FROSTBITE: No you didn't, you stupid maverick.
BLAST MAVERICK: {angrily} Hey! I...
{Just then, glass breaking is heard as Gunhaver jumps out of a broken window in the submarine while holding his pistol.}
GUNHAVER: Man, Carteen's submarine sucks. And this cave sucks too.
POWER PUNCH: Hey! Don't diss the lair of the almighty Cheat Rangers!
FROSTBITE: Shut up, you. Man, am I the only one with brains here?
GUNHAVER: Hey! I have some brains! And weren't you the guys that helped us out against Black Laser, and later, you rob a bank and later, you help us defeat Blue Laser.
POWER PUNCH: The what now?
FROSTBITE: Well, we helped save your girlfriend from Black Laser, but... did we ever rob a bank and help the Cheat Commandos defeat Blue Laser?
BLAST MAVERICK: Bank robbery? Hmm...
GUNHAVER: Anyway, is there anyway I can get to Cheat City? Did you use any method of transportation?

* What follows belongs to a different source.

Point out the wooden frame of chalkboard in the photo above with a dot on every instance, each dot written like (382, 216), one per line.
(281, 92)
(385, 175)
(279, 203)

FROSTBITE: We took a train, and don't think we took one legally. It was Blast Maverick's idea that we should hop into a boxcar while nearly getting killed.
BLAST MAVERICK: Hey! That plan worked!
FROSTBITE: Whatever. The thing is, you're stuck.
GUNHAVER: Crap.
{Suddenly, Alpha Stan appears on a wall of the ruined submarine, scaring the crap out of Frostbite, Blast Maverick, and Power Punch.}
ALPHA STAN:Click here to email Gunhaver at GEmail.exe
Easter Eggs
- Click on Eretiquette to see a guidebook to Eretiquette.
- Click on Alpha Stan to activate this scene:
BLAST MAVERICK: Is... is... is that thing a ghost?
FROSTBITE: There are no such things as ghosts!
GUNHAVER: Nah, that's just Alpha Stan, this SAM thing that is just supposed to talk in my computer.
POWER PUNCH: Oh.
{Then Blast Maverick, Frostbite, and Power Punch scream.}
- Click on CS on the ruined submarine to see this:
{Cut to Gibberish Street Forget How Bed Tunnel, where The Beatles and Wedginator are singing a random Beatles song.}
Fun Facts
- This email continues from Yellow Submarine and will continue into the next email.
- The song The Beatles were singing is a real Beatles song.
- Mr. Boing was first stuck in the past in Contestro.
- The scene that was taking place with the "Cheat Rangers" and the McCrapatolas is from Crapbert, but since Gunhaver changed his email address, the reason why the McCrapatolas want to attack the three is probably unknown.
- The following emails are referenced by Gunhaver: Black Laser, Robbery and Texas, and Battle.
- Toastpaint is a word from the HRWiki Forum that means "off-topic". It was coined by AgentSeethroo.